Nigeria – A Superpower of Future
Admin 18 May, 2022

Nigeria – A Superpower of Future

Nigeria is the most populated African country. The roots of civilization in Nigeria can be traced back to 15th century BC. The origin of the modern state of Nigeria can be slated down to British colonisation in the 19th century when Southern Nigeria Protectorate and Northern Nigeria Protectorate were merged in 1914 by Lord Lugard.

After being formally liberated from the British rule in 1960, it had the misfortune of going through a civil war from 1967 to 1970. This civil war had many long-term implications on its population on both public health and economy. With revenue from oil mills, reconstruction was ready to take off but the political scene took some time to stabilise. Following a succession of elected civilian governments and military dictatorships, Nigeria finally achieved stable democracy in 1999.

Today, despite being a diverse state with more than 250 ethnicities speaking at least 500 distinct languages, Nigeria is a regional power in Africa and a middle power in international affairs. It is considered an emerging global power. It ranks 25th in the world by GDP. It also has the highest military budget in the continent.

Recent research by the Institute for Security Studies (ISS) shows that out of Africa’s "Big Five" powerful countries – Nigeria, South Africa, Egypt, Algeria and Ethiopia – Nigeria is "the African country with by far the greatest capabilities" to play a global role. "Nigeria is the only power with the potential to be globally significant but it does not have a coherent foreign policy and its massive security and governance issues are detracting from this potential"- Dr Jakkie Cilliers, Executive Director of the ISS.

Nigeria has the fastest growing economy in Africa and the highest GNP on the continent. Nigeria has the largest population on the continent and the third-largest manufacturing sector. The country also has the largest agricultural output and the highest number of cattle.

Nigeria's economic potential is constrained by many structural issues, including inadequate infrastructure, tariff and non-tariff barriers to trade, obstacles to investment including corruption, lack of confidence in currency valuation, and limited foreign exchange capacity.

Nigeria's economic growth is also constrained by insufficient electricity generation capacity, which results in a lack of a reliable and affordable supply of power. The growth potential is also constrained by the persistent armed conflict with Boko Haram in North-Eastern Nigeria and immigration from Cameroon.

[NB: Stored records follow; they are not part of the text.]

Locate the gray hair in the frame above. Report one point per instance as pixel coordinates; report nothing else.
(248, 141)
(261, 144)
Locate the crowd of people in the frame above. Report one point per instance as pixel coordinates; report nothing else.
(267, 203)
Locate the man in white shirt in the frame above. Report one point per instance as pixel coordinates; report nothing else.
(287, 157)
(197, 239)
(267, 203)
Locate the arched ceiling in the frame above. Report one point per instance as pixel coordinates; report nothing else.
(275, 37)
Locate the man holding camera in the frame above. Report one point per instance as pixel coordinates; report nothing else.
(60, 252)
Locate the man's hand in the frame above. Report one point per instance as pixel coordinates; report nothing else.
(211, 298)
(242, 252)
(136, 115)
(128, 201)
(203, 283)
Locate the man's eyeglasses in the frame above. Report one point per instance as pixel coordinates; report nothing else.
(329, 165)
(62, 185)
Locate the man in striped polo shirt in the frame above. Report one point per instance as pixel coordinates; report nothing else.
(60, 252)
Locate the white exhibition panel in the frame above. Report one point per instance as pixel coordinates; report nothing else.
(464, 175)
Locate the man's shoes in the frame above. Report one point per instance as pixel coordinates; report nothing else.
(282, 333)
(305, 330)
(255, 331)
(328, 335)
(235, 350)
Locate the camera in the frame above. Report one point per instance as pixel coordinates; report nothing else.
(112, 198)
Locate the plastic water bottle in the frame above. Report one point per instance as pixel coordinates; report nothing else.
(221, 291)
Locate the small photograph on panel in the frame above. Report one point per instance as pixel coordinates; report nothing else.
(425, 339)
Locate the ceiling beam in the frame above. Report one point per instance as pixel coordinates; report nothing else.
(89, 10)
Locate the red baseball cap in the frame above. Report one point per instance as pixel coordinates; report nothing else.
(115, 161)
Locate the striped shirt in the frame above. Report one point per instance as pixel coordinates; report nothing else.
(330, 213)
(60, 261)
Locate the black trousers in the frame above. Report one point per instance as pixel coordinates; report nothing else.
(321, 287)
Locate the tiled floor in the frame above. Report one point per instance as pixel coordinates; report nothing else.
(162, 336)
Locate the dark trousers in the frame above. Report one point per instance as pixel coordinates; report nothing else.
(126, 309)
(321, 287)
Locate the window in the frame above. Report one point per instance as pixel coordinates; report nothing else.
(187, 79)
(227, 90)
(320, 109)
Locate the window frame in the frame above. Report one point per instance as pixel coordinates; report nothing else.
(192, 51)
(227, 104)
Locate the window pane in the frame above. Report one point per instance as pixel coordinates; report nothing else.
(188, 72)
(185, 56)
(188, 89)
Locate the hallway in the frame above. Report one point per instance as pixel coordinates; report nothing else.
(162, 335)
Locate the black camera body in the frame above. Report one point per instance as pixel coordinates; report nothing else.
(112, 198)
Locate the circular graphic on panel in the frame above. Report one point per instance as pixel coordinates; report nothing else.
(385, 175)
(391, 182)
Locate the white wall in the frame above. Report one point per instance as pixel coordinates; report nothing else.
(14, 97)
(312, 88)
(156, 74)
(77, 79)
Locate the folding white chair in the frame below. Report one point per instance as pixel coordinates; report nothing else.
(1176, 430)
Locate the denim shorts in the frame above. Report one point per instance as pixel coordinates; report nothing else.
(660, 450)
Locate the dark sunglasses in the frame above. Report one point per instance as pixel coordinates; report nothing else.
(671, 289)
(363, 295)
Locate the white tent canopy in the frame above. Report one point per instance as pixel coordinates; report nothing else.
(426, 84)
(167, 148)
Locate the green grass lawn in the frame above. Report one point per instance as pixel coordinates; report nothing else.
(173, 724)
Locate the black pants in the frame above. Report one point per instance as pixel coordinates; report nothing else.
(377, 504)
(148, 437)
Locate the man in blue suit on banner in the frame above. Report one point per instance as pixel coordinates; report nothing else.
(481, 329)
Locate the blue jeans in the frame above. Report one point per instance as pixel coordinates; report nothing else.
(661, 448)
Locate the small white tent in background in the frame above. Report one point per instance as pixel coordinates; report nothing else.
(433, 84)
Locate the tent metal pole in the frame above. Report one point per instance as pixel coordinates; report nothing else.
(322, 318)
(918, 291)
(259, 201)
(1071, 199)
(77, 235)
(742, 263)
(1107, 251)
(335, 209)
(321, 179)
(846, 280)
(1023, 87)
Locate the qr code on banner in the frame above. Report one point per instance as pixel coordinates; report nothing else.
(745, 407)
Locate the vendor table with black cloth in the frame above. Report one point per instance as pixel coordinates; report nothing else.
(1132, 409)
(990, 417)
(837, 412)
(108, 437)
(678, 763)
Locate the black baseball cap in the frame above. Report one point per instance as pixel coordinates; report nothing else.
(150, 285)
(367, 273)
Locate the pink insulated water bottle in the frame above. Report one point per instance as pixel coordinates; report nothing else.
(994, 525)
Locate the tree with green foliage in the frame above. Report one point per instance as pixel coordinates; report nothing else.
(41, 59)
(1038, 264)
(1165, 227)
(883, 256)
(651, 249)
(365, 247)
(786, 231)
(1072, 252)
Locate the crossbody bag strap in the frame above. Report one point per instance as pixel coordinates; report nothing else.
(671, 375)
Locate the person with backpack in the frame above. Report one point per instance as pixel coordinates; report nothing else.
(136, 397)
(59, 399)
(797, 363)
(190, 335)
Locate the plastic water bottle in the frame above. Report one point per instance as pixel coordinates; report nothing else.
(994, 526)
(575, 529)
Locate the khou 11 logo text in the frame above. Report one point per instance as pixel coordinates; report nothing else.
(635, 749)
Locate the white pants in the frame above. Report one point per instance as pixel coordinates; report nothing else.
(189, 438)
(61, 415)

For Nigeria to become a superpower, it needs a strong leader who can take drastic steps to achieve the following:

  • 1. Find a permanent amicable solution to the Boko Haram conflict. This is a continuous drain of resources and also a hinderance to development.
  • 2. Concentrate on urban planning, sanitation and civic law awareness. Nigerian cities are known to grow without restraint. There is total disregard of civic laws, environment and sanitation. One cannot be rich and dirty. The dirtiness will lead to illnesses that will kill you despite all the money you have. Economical psychology tends to believe where there is dirtiness, there is poverty. Hence it is very important for Nigeria to become a clean nation if it has to become a superpower.
  • 3. Improved infrastructure: Nigerian roads are poorly kept and full of holes. It also needs to concentrate on uninterrupted electric supply. Without uninterrupted power supply, industralisation is impossible. At the same time, Nigeria flares considerable amounts of associated gas, a by-product of offshore crude oil extraction generating significant greenhouse gas emissions and wasting a considerable amount of energy. Nigeria must find a way to tap this natural resource. Almost all developed countries have had state sponsored investment in infrastructure. The state has to actively set aside a budget for development of infrastructure.
  • 4. Strict anti-corruption laws: Political corruption, dishonest and double dealing, the use of powers by government officials or their network contacts for illegitimate private gain is a hallmark in Nigerian government and politics. No country can grow economically or democratically to become a superpower if it cannot put an end to corruption.
  • 5. Continuity and consistency: It is said that people perish when there is no vision. Nigerian government has had some of the best visionaries not found elsewhere in the world but its inability to convert vision into sustainable practical reality is something that needs to be tackled.

Therefore, in conclusion, Nigeria definitely has the potential to become a superpower if its internal politics are properly managed. Sustained broad-based economic growth and poverty reduction with a policy environment for small businesses and expanded access to market-driven vocational and technical training linked with private sector employment opportunities are critical to its economic growth stability. It must diversify its economy, do the fundamentals of food for all, clean water for all, shelter, electricity, have respect for the environment and rule of law before it can truly enjoy and take its play among developed nations and aspire to become a super power.